Teachers’ Tip: Set guidelines for closure.
You and your students must decide whether to accept the policy recommendations as they are presented by each team, or to use the document to encourage further discussion and debate. If you decide to continue, you will need to establish some ground rules for extending your legislative assembly, including:
- Determining how the document will be debated:
- Will students be given an opportunity to state the reasons why they support or don’t support the document? If so, establish time limits for them to do this.
- Will the debate focus on the whole document, or be divided into sections?
- Deciding how many students need to be in favour of the recommendations in order for them to be adopted.

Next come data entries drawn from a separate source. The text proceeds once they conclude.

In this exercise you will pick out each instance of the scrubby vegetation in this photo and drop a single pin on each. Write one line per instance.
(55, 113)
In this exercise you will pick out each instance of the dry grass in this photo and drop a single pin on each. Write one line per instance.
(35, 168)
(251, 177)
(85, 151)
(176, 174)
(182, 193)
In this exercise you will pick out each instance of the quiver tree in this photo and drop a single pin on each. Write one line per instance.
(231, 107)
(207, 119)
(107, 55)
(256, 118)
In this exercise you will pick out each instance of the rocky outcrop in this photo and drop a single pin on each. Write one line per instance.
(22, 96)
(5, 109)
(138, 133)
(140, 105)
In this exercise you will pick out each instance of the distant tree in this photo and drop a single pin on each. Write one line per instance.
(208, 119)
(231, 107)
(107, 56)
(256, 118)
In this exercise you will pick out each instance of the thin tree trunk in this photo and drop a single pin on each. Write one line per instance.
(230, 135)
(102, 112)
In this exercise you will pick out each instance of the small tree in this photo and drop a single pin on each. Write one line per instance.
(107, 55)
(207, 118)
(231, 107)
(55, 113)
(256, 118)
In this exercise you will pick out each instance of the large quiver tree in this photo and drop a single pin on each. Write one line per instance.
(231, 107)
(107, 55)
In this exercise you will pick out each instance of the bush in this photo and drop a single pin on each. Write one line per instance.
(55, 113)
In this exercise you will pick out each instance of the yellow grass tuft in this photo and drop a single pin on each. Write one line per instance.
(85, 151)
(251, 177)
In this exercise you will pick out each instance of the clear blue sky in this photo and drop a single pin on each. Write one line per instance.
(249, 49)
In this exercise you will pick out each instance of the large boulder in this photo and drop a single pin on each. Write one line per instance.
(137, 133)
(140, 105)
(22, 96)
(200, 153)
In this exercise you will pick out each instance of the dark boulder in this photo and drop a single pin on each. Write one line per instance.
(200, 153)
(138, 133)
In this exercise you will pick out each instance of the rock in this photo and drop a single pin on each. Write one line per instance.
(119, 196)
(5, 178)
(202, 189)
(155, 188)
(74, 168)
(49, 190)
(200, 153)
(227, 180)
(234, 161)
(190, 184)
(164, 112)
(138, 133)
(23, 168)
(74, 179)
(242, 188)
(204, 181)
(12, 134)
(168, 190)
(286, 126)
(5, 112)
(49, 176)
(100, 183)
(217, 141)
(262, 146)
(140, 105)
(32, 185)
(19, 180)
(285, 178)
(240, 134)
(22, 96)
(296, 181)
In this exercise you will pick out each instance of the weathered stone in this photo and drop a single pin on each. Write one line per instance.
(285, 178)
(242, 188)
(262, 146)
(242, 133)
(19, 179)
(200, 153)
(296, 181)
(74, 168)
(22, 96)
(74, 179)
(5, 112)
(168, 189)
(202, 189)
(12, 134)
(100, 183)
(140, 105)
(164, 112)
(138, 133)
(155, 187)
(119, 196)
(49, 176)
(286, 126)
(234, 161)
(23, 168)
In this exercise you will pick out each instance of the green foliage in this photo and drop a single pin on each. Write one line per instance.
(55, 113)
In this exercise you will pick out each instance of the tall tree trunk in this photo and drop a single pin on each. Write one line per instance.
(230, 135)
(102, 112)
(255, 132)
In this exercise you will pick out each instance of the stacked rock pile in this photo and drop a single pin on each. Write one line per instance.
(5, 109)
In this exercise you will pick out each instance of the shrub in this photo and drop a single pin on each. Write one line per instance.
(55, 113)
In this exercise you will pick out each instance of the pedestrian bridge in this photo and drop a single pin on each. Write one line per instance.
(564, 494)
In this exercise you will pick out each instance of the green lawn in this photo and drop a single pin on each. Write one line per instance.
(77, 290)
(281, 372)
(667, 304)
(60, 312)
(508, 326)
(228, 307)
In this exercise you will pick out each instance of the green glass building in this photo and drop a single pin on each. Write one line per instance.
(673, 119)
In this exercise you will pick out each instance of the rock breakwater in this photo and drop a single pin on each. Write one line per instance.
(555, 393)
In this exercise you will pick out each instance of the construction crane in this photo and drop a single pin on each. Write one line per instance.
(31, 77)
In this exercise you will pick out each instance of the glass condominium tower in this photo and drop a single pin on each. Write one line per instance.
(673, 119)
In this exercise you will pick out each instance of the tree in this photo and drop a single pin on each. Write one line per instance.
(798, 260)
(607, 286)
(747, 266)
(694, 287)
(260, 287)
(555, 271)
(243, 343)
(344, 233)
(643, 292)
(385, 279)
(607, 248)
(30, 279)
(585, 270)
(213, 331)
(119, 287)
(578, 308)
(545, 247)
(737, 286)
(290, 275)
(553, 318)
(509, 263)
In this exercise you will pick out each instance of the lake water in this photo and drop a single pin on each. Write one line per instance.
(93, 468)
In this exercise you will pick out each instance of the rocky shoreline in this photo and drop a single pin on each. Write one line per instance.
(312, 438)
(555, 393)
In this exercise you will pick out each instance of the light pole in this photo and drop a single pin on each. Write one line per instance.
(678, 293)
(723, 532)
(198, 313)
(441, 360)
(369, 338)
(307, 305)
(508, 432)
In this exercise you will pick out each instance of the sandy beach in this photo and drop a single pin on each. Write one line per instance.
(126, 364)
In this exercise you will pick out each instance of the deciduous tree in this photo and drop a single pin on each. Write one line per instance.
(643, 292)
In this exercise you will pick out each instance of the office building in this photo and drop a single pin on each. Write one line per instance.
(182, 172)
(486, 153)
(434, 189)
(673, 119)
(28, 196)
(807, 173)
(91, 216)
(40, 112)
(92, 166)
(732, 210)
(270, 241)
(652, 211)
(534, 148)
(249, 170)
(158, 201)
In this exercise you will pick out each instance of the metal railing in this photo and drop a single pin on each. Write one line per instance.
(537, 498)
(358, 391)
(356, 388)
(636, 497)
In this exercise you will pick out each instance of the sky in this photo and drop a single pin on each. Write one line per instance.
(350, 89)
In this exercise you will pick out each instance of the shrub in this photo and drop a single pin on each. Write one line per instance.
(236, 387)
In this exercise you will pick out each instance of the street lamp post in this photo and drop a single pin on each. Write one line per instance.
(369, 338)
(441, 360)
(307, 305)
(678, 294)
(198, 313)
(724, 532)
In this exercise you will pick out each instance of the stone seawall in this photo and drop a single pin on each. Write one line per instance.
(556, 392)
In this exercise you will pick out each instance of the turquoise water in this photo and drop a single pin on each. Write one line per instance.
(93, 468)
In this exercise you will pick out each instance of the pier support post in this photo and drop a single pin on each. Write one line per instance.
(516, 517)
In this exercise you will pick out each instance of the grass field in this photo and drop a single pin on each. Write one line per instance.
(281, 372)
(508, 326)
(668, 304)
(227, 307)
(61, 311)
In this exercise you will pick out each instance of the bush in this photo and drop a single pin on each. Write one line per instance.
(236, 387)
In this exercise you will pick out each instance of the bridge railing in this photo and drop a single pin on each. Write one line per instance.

If possible, have your students research the legislative process in the country they have been studying for guidance.
Step #7: Taking Action
In this step, students are introduced to different ways that they can take action on the issue of child soldiers—both in their country and around the world. You may want to use this final step as an open forum for students to express their views on this issue, and discuss different ways to solve the problem. How students complete the activities in Step #7 is completely up to you. You can have students work on individual projects, work in teams or small groups, or complete a single class project together. The number of projects, and their depth and scope will determine how many class sessions are necessary to complete this step.
Step #7 Activity:
Students review a number of options they can do to "take action." They choose one, or come up with one of their own.